Slide View : Parallel Computer Architecture and Programming : 15-418/618 Spring 2015

Programming for Performance: Work Assignment

Previous | Next --- Slide 39 of 60

kayvonf

Question: It's reasonable to think about CUDA as an abstract machine with a big task queue. From the perspective of the host-side CUDA API, would it be reasonable to think about a single kernel launch as a task? By default are these "tasks" all dependent or treated as independent?

aznshodan

From what I know, task is work done by the CPU (or the GPU in this case). Since the host is launching a single kernel, meaning relying GPU to do the computation, the host side won't treat the kernel launch as a task;instead the GPU will treat it as a task and distribute it to its worker threads.

I think CUDA treats all of its tasks as independent since we, as programmers, are responsible for launching kernels. By launching kernels, we agree to do that particular computation in parallel because it has no data dependency.
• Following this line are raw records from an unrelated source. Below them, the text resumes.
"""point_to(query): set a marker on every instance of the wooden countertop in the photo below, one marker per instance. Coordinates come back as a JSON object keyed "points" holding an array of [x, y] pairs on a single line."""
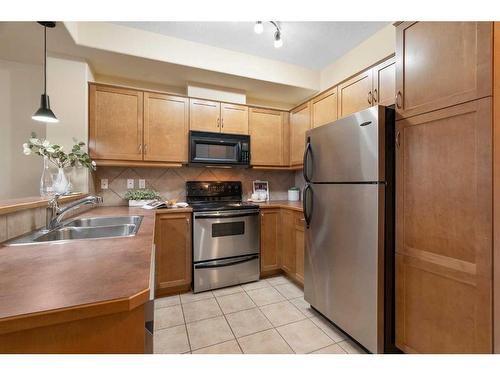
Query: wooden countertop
{"points": [[12, 205], [292, 205], [46, 284]]}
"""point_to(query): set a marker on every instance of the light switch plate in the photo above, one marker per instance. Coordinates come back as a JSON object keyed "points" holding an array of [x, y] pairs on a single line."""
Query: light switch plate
{"points": [[104, 184]]}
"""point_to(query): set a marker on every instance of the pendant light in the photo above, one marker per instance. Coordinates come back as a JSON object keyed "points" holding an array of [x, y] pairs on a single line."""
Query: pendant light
{"points": [[44, 113]]}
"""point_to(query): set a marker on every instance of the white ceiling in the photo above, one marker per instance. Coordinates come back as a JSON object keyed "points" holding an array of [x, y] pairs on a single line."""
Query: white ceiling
{"points": [[312, 45]]}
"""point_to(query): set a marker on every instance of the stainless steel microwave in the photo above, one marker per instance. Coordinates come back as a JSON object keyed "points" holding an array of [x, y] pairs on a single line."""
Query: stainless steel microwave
{"points": [[219, 149]]}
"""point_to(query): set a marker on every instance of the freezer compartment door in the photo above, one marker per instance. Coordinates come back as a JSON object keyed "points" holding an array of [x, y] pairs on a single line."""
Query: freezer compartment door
{"points": [[346, 150], [341, 270]]}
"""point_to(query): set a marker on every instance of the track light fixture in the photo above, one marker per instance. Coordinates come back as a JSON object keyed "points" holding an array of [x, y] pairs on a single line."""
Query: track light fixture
{"points": [[278, 39]]}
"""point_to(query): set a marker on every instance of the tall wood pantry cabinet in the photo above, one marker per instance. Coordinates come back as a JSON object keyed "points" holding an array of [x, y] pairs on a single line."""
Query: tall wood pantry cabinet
{"points": [[444, 187]]}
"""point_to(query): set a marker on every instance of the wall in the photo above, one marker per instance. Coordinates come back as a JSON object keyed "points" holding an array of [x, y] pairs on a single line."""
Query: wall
{"points": [[171, 182], [68, 90], [20, 90], [372, 50]]}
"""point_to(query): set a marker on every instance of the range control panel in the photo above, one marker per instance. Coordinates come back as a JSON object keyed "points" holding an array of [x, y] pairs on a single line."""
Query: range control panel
{"points": [[213, 190]]}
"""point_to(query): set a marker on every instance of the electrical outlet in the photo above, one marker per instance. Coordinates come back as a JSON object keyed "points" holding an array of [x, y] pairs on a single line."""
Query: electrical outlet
{"points": [[104, 184]]}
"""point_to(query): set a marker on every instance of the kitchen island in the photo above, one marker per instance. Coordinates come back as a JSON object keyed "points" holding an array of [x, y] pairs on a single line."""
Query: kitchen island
{"points": [[80, 296]]}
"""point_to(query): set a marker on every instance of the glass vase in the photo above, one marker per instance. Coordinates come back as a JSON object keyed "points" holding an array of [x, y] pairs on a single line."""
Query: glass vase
{"points": [[61, 183], [46, 181]]}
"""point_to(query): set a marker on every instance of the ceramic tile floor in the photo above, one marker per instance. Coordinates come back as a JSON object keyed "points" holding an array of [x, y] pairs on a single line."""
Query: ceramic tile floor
{"points": [[265, 317]]}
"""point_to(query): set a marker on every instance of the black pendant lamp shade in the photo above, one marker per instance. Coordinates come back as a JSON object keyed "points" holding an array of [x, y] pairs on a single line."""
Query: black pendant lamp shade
{"points": [[44, 113]]}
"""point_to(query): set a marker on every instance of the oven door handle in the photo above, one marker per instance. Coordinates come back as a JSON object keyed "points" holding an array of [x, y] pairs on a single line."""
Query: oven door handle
{"points": [[225, 214], [225, 262]]}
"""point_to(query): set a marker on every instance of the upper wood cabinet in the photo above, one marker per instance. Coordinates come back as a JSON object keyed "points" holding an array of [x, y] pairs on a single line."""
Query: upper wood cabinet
{"points": [[115, 123], [269, 240], [440, 64], [384, 83], [324, 108], [444, 230], [300, 122], [173, 252], [218, 117], [234, 118], [355, 94], [166, 125], [266, 128], [204, 115]]}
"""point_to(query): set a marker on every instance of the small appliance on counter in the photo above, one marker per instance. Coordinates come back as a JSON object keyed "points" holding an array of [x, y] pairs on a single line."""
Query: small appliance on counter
{"points": [[226, 235]]}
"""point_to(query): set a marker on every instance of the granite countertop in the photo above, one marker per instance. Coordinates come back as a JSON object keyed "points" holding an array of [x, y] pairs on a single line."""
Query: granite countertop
{"points": [[292, 205], [51, 283]]}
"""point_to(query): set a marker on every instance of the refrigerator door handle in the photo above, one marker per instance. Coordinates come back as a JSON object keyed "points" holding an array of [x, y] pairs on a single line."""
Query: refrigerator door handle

If it has data dependency, we as programmers should be responsible and make sure that data are accessed safely using __syncthreads().

parallelfifths

I agree with @aznshodan and would add that CUDA is essentially a data-parallel programming model that expects that a stream of data can go through a flow of kernels that have no dependency structure. CUDA added a __syncthreads() barrier to give the programmer the flexibility to do minor synchronizations (something that is not inherently part of the data-parallel model), but if we rely heavily on synchronizations to take care of dependencies, we lose the data-parallel model benefit of knowing the input/output form of the data for all our kernels.